In news that should be music to the ears of many of you who’ve been anxiously awaiting an opportunity to finally see director Biyi Bandele’s adaptation of Chimamanda Ngozi Adichie’s award-winning novel “Half of a Yellow Sun,” and STILL haven’t seen it (despite a limited theatrical release, and a DVD release last summer), if you have a Netflix streaming account (or have been waiting for it to get to that platform), you can now watch the film there.
It became available just yesterday.
Produced by Andrea Calderwood (“The Last King of Scotland” and “The Constant Gardener”), “Half of a Yellow Sun” first premiered at the 2013 Toronto International Film Festival. The film follows two glamorous twins, Olanna (Thandie Newton) and Kainene (Anika Noni Rose), from a wealthy Nigerian family, who upon returning to a privileged city life in newly independent 1960s Nigeria after their expensive English education, take very different life paths. Olanna shocks her family by going to live with her lover, the “revolutionary professor” Odenigbo (Chiwetel Ejiofor) and his devoted houseboy Ugwu (John Boyega) in the dusty university town of Nsukka; Kainene turns out to be a fiercely successful businesswoman when she takes over the family interests, and surprises even herself when she falls in love with Richard (Joseph Mawle), an English writer. Preoccupied by their romantic entanglements, and a betrayal between the sisters, the events of their life seem to loom larger than politics. However, they become caught up in the events of the Nigerian civil war, in which the lgbo people fought an impassioned struggle to establish Biafra as an independent republic.

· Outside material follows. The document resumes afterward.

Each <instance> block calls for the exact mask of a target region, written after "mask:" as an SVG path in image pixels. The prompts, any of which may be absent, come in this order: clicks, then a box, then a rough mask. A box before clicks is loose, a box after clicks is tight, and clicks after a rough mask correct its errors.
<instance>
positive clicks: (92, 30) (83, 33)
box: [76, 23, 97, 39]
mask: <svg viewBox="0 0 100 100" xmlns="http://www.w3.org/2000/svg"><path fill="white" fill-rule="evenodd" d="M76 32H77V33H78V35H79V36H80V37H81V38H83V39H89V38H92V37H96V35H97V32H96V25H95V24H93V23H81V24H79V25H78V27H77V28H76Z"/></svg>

I did see the film last year, and, in short, while I appreciated the effort to tell this particular story, as well as the film’s visual flare, I was underwhelmed with Bandele’s overall direction of the story. I felt that, with such a strong cast, and source material, a better film could’ve been made. But it’s still worth checking out; I’m just one voice after all; you might watch it and love it far more than I did.
“Half of a Yellow Sun” is rated R and runs 113 minutes.